A news item that appeared in the Arizona Republic on November 27 gives a bit of insight into the worlds of homeowner associations and tax foreclosures, and reports a bizarre outcome when those two worlds collided:
A Michigan real estate developer was the highest bidder for a square-inch piece of land in Owen County [Indiana], shelling out $1,752.60 for the parcel in a wooded ravine.
Andy Gutman… had the highest of nine bids and won the postage-stamp-size property on eBay.
Bidding on the .0000000159 of an acre started at $1,500, the amount owed in back taxes, interest and fees after the land went unsold during a recent tax sale.
At the per-square-inch selling price, an acre of the land would have cost more than $7 billion.
After the land’s back taxes are paid, First National Bank in Cloverdale will receive $492.92.
The real estate deal that resulted in the tiny parcel dates to the 1960s, when a homeowners association decreed that only landowners could use Cataract Lake. One resident decided to get around that rule by writing up a deed to his relatives, giving them ownership of a single square inch of his land.
When the owner of the full parcel failed to pay the mortgage on the property, First National Bank foreclosed in 2002, according to county officials. Because of the unusual deed, the bank broke out the 1-inch parcel as a separate plot from the 1.12-acre property, said Angie Lawson, Owen County auditor.
Even though the larger property sold, the taxes kept piling up on the tiny parcel.
This situation is actually a variation on one that occurs fairly commonly: a small bit of land becomes separated from a larger parcel, is forgotten, and ends up the subject of a tax lien foreclosure. What’s weird about this situation is why the small bit was separated from the larger parcel, as a way to get around a restriction imposed by a homeowners’ association.
A second news item, which got considerable attention in the print news media and the blogoshpere, details what I think can only be described as a case of mixing apples and oranges in a decision about whether a landowner should be liable for damages caused by someone else’s intentional wrongdoing on the landowner’s property. This description is from Overlawyered.com:
Twelve years after the event, a jury finds someone to blame for the  bomb attack [at the World Trade Center in New York City] that killed six, injured nearly 1,000, and caused costly business dislocation. The culprit? The Port Authority, an agency whose losses are likely to be ultimately borne by New York and New Jersey taxpayers, motorists and air travelers:
The jury voted unanimously that the Port Authority [then-owner of the WTC] was negligent. It found the authority 68 percent at fault for the bombing, while the terrorists who carried it out were 32 percent at fault.
[T]he plaintiffs’ lawyer said that because the jury apportioned more than half the blame to the Port Authority, the agency will have to pay 100 percent of any damages for pain and suffering, the so-called non-economic damages, that might be awarded.

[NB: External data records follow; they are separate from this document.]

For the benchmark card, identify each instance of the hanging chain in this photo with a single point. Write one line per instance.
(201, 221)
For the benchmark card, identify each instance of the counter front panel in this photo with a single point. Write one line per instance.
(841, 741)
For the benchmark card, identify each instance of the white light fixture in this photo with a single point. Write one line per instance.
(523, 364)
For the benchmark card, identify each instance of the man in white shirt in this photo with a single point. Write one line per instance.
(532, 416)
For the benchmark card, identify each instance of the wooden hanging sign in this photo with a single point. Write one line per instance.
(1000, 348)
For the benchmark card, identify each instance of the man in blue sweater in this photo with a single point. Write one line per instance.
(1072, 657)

Regardless of how the blame was shared, the Port Authority would have to pay 100 percent of any economic damages, like lost business, he said.

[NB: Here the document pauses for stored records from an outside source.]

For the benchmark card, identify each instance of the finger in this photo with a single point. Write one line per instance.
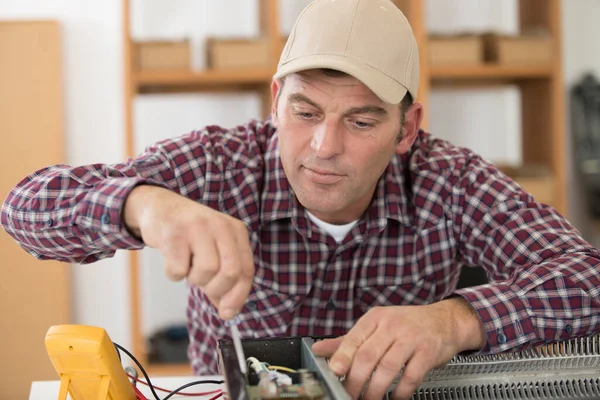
(366, 359)
(387, 370)
(232, 301)
(205, 259)
(342, 359)
(176, 255)
(326, 347)
(229, 266)
(412, 376)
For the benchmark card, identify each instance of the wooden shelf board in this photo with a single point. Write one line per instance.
(490, 72)
(183, 369)
(202, 78)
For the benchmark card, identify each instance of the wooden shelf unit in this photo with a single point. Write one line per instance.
(543, 108)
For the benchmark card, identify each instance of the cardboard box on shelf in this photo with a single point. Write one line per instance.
(536, 180)
(464, 49)
(518, 50)
(237, 53)
(163, 55)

…And this from [the Plaintiffs’ lawyer]: “The case was never about blaming the terrorists.” Well, of it wasn’t, from his point of view, was it? (Anemona Hartocollis, “Port Authority Found Negligent in 1993 Bombing”, New York Times, Oct. 27).

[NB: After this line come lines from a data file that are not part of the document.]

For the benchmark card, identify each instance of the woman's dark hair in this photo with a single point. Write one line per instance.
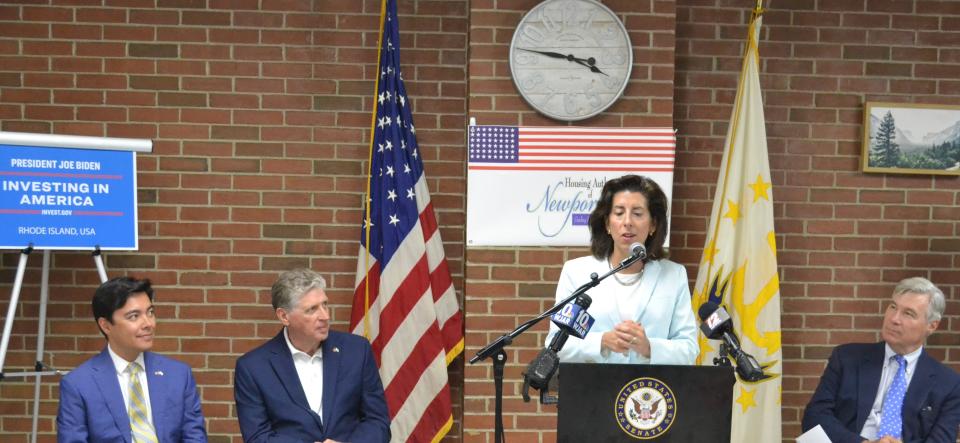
(601, 244)
(113, 294)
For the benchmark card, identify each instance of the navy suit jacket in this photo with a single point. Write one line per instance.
(272, 406)
(92, 408)
(848, 388)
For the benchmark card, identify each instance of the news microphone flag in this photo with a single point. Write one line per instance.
(738, 268)
(404, 301)
(574, 319)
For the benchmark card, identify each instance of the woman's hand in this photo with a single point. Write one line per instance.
(626, 336)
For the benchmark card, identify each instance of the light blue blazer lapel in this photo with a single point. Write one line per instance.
(638, 304)
(331, 369)
(159, 392)
(105, 377)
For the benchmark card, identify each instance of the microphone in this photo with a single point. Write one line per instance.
(572, 319)
(637, 252)
(716, 324)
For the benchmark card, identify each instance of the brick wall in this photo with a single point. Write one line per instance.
(260, 116)
(844, 237)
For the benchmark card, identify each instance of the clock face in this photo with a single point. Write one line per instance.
(570, 59)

So there you have it. “What is robbing a bank compared with founding a bank?” wrote Bertolt Brecht, and now we learn that being the target of a terrorist act carries with it more than twice as much responsibility for the resulting damage as actually planting and detonating the bomb. The jury’s (and plaintiff’s lawyer’s) rationale was that security experts had warned that the use of car bombs was on the rise, and yet the Port Authority did not take the (massively disruptive to its tenants) step of closing its enormous underground garage to the public.
So a jury was asked to compare the responsibility of criminals who deliberately bombed a building with the building owner’s responsibility for failing to prevent the bombing, and came up with the bizarre result that the building owner had the greater responsibility. Who was it who said, “truth is stranger than fiction?”